Anheuser-Busch InBev — The company raised its offer for rival beer brewer SABMiller, in a bid to relieve concerns related to the falling value of the British pound. The offer is now 2.2 percent higher and also increases the cash portion of the deal.
Las Vegas Sands — Las Vegas Sands missed estimates by four cents a share, with adjusted quarterly profit of 52 cents per share. The casino operator's revenue also missed forecasts. Las Vegas Sands was hurt by continuing declines in its Macau operations.
Texas Instruments — Texas Instruments came in four cents a share ahead of Street forecasts, with quarterly profit of 76 cents per share. The chipmaker's revenue also exceeded estimates. The company saw particular strength in its automotive and communications chip segments, among others.
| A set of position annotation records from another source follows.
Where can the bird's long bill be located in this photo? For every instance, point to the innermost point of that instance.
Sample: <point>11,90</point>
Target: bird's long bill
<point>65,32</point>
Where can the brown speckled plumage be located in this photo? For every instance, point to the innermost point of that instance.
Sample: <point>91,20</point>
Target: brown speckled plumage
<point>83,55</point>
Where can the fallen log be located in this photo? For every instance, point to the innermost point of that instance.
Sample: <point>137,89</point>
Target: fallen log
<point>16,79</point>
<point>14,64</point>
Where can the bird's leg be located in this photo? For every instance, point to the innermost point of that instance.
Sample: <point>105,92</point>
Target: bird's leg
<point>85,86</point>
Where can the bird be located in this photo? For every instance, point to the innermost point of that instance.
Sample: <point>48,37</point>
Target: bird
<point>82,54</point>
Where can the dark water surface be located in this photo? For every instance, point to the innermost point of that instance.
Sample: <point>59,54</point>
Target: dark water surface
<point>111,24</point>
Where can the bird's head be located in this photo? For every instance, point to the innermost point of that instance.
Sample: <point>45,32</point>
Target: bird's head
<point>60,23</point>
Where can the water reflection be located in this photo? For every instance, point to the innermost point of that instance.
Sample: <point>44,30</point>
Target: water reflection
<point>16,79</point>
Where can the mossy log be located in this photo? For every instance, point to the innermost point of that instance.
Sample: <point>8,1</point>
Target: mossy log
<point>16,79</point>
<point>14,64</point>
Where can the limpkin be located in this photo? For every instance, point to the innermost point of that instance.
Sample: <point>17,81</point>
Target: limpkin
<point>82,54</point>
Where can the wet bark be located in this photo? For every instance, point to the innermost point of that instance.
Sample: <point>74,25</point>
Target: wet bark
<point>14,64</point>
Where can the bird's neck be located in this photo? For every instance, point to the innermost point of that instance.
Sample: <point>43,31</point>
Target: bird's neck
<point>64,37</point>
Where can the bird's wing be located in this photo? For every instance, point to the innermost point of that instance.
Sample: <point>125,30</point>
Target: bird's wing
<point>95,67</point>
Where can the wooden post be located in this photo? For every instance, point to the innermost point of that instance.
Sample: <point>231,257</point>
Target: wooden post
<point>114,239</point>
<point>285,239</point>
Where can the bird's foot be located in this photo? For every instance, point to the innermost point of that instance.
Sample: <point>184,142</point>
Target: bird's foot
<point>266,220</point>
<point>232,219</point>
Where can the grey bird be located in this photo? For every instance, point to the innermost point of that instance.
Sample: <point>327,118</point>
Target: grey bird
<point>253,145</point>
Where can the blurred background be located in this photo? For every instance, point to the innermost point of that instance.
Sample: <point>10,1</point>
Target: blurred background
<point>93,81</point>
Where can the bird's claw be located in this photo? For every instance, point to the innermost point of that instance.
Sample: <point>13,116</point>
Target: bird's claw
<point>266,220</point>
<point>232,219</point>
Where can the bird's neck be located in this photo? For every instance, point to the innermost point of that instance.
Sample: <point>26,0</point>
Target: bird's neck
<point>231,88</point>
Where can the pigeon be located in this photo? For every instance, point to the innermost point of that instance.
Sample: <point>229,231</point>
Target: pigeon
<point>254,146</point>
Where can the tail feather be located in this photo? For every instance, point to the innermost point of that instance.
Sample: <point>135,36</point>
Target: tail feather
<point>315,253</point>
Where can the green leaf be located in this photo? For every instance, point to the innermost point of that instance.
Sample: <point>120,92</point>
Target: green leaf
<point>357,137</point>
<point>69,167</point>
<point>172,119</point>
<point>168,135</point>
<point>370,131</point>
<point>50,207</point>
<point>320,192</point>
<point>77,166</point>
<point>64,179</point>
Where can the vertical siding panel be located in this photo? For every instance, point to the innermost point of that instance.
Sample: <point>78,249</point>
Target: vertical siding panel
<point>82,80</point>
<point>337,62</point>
Celgene — Celgene said its Revlimid drug did not extend survival rates in a trial involving a type of blood cancer, and that the drugmaker would not seek approval for the drug for that use.
Goldman Sachs — Goldman will be the subject of an enforcement action by the Federal Reserve, according to The New York Times. The case relates to a leak of confidential information, and will reportedly include a penalty of less than $50 million.
BP — BP reported lower-than-expected profit for the second quarter due to weaker oil prices and lower profit margins for refining, prompting the oil giant to cut its planned 2016 capital spending budget.
Boeing — Boeing was accused by major supplier Rockwell Collins of being delinquent in its payments, saying the jet maker is behind on tens of millions of dollars in bills due at the end of last month. Boeing issued a statement saying it was in the process of adjusting payment terms with suppliers to align with current industry norms.
Noodles & Company, Red Robin Gourmet Burgers — Jefferies downgraded a number of restaurant chain stocks to "hold" from "buy," including Noodles and Red Robin Gourmet Burgers. Jefferies cites too much capacity and a tight labor market.